A day trip to Dia:Beacon one early autumn afternoon unearthed from my art historical vault 1960s era Minimalism that conceptually critiqued the commodified art world. However, it was not the gargantuan “Torqued Ellipses” by Richard Serra that stuck it to the man—his work is sold by world-renowned powerhouse Gagosian Gallery—but the cackling faux-bird audio “Birdcalls” (1972/1981) by pioneer sound artist Louise Lawler resonating throughout the cherry blossom west garden that really put the art market in a quandary. Trending this month in Bushwick artists continue to investigate the ear over the eye. Stop, collaborate and listen as Sound Art takes center stage transforming art into aural adventures.
Sound emerges from a triad of performers navigating an immense interior flanked by two large concave cement sculptures in Tim Bruniges’s “Mirrors.” Three performers on the saxophone, bass and trumpet play atonal notes as they glide throughout the stage. A microphone in the center of each sound mirror picks up the ambient sounds in the gallery and feed them into infinite loops. Signal’s vast exhibition space resonates with sound art. Its minimalist warehouse rotunda reverberates similarly to an echo in a wind tunnel. As if exerting a bellowing cry from one end of an expansive—yet enclosed—space, noise gently echoes until silence once again overcomes.
Like the rippling waves of a skipping rock, sound repeats itself as it bounces between Bruniges’s monolithic “Mirrors.” Melody is overcome by dissonance as sweet sounds of disparate notes coalesce into a score far from the conventional forms of harmony. Viewers are encouraged to tap into their inner wanderlust and circumnavigate the performance space to hear the tonal variations between locations.
Sound and Visual Art coincide as artist Gilbert Hsiao’s “Hit Parade” repurposes the antiquated—yet much loved—record player in a participatory spectacle for the ears and eyes. Hsiao creates a day glo atmosphere boasting a mellowed 1980s VIP scene inviting viewers to be the DJs by adding or subtracting disks to switch up nuanced beats.
Amidst black lights in a darkened room, neon painted record players spin ambient sounds from multicolored disks. Sounds created are quiet murmurs, scratches and hiccups reminiscent of a record’s end when the needle circles the last grooves before the player kicks it back to its holding pin. Viewers become conductors to create a new-age symphony of electronic notes.
Sound accompanied Lendvay and Ting’s pairing of minimalist painting and mixed media sculptures as saxophonist Zuriel Waters serenaded gallery-goers with an original score inspired by the show on Bushwick Beat Nite.

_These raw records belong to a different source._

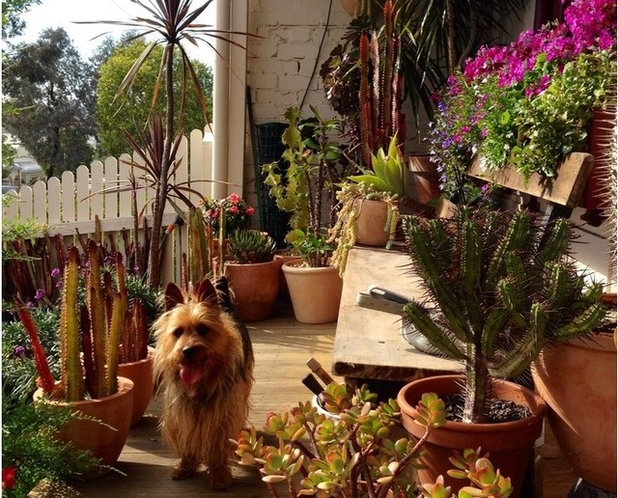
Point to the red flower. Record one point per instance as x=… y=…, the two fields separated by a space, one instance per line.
x=8 y=477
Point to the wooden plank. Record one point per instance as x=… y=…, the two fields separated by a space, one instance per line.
x=82 y=192
x=565 y=189
x=369 y=343
x=54 y=205
x=68 y=196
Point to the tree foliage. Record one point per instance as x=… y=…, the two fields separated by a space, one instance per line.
x=129 y=112
x=50 y=90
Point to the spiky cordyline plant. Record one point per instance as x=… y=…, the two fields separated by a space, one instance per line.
x=500 y=294
x=173 y=22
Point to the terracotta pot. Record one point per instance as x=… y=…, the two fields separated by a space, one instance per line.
x=140 y=372
x=315 y=292
x=510 y=444
x=425 y=179
x=254 y=288
x=578 y=381
x=284 y=293
x=371 y=223
x=104 y=440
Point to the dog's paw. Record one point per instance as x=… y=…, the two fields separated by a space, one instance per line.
x=221 y=477
x=180 y=472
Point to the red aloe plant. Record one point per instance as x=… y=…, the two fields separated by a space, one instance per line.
x=40 y=358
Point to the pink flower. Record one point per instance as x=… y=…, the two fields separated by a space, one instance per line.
x=9 y=475
x=234 y=198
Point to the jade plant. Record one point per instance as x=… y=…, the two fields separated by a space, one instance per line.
x=251 y=246
x=92 y=329
x=503 y=287
x=362 y=453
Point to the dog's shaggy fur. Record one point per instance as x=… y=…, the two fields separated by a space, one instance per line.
x=204 y=366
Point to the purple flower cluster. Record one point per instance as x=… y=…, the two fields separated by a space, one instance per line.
x=589 y=24
x=477 y=109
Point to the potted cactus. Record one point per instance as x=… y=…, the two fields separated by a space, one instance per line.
x=502 y=288
x=252 y=274
x=362 y=453
x=90 y=336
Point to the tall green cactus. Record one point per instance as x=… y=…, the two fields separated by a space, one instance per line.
x=501 y=294
x=71 y=379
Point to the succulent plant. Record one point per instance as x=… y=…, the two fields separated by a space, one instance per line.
x=504 y=288
x=251 y=246
x=356 y=455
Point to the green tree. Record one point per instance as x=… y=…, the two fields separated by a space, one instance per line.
x=51 y=92
x=129 y=112
x=12 y=24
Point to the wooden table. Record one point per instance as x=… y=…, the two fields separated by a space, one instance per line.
x=369 y=343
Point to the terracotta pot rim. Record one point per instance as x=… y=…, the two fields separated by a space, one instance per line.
x=236 y=265
x=450 y=425
x=125 y=386
x=138 y=362
x=294 y=267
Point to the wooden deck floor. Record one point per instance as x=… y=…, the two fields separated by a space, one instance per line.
x=282 y=346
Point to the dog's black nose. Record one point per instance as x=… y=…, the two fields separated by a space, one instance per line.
x=188 y=352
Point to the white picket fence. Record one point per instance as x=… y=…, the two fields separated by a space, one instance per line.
x=71 y=203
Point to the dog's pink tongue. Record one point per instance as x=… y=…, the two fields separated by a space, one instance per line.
x=190 y=374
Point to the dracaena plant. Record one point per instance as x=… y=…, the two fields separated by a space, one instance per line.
x=503 y=287
x=173 y=23
x=357 y=454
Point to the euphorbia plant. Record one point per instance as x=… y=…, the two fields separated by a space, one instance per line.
x=92 y=329
x=503 y=287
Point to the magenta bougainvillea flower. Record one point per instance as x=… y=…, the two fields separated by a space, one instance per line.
x=496 y=105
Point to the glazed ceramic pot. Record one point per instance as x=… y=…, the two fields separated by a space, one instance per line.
x=372 y=222
x=578 y=381
x=104 y=440
x=140 y=372
x=315 y=292
x=510 y=444
x=254 y=288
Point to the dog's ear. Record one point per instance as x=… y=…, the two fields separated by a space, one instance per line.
x=173 y=296
x=204 y=291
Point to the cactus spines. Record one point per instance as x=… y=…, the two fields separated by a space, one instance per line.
x=504 y=289
x=71 y=376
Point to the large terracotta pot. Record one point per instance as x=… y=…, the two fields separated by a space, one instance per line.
x=510 y=444
x=104 y=440
x=254 y=288
x=282 y=258
x=140 y=372
x=371 y=223
x=578 y=381
x=315 y=292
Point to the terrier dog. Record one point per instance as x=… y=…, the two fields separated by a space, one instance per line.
x=204 y=367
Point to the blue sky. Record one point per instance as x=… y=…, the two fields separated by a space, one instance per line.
x=56 y=13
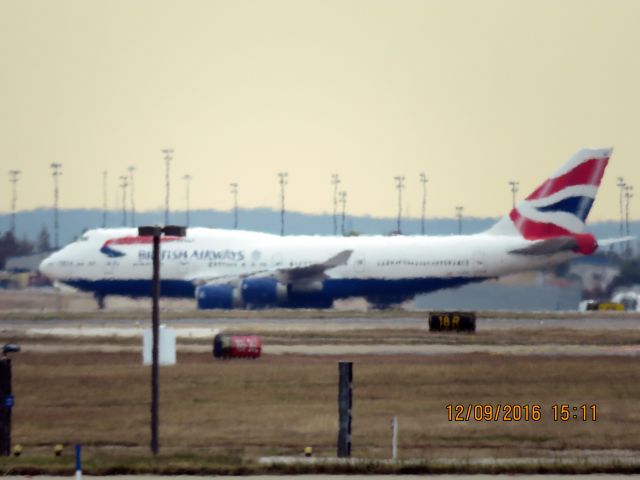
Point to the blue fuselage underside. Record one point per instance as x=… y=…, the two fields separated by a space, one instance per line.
x=332 y=288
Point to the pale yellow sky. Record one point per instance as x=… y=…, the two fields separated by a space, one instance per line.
x=474 y=93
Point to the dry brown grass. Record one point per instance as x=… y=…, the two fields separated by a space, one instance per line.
x=279 y=404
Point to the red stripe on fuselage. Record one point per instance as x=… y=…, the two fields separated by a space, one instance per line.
x=137 y=240
x=589 y=172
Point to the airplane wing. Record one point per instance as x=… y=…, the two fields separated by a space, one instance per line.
x=562 y=244
x=302 y=275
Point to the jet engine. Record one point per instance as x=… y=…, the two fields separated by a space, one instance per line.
x=263 y=292
x=223 y=297
x=256 y=293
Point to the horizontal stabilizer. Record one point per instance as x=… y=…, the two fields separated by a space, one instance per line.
x=548 y=247
x=612 y=241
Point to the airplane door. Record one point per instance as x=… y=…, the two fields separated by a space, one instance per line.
x=359 y=262
x=109 y=268
x=478 y=262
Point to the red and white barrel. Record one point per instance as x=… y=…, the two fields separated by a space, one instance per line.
x=237 y=346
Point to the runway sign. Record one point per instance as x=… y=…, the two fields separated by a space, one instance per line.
x=452 y=322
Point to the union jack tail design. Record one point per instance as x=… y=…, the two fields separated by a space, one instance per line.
x=559 y=207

The visual and aural coincided as Waters belted smooth melodies from a corner in the basement gallery space. His harmonic notes echoed through the white walls and accentuated the theme of the show inspired by an artist’s intimate bond with creation while working alone in the studio.
If the 2013 exhibition “Soundings: A Contemporary Score” at the high-brow Museum of Modern Art is not an indicator of Sound Art’s rank, then perusing the galleries of Bushwick will further ensue its rising placement in the canon of contemporary art. Notes emerging from itinerant instruments, noise emitting from music players, or original scores accompanying visual art are the many variations of Sound Art vibrating through the walls of Bushwick galleries. Whether accompanying film, video, installations, and sculptures, or existing on its own in an instrumental performance, Sound Art resonates this early Spring—and its not looking to be muted any time soon.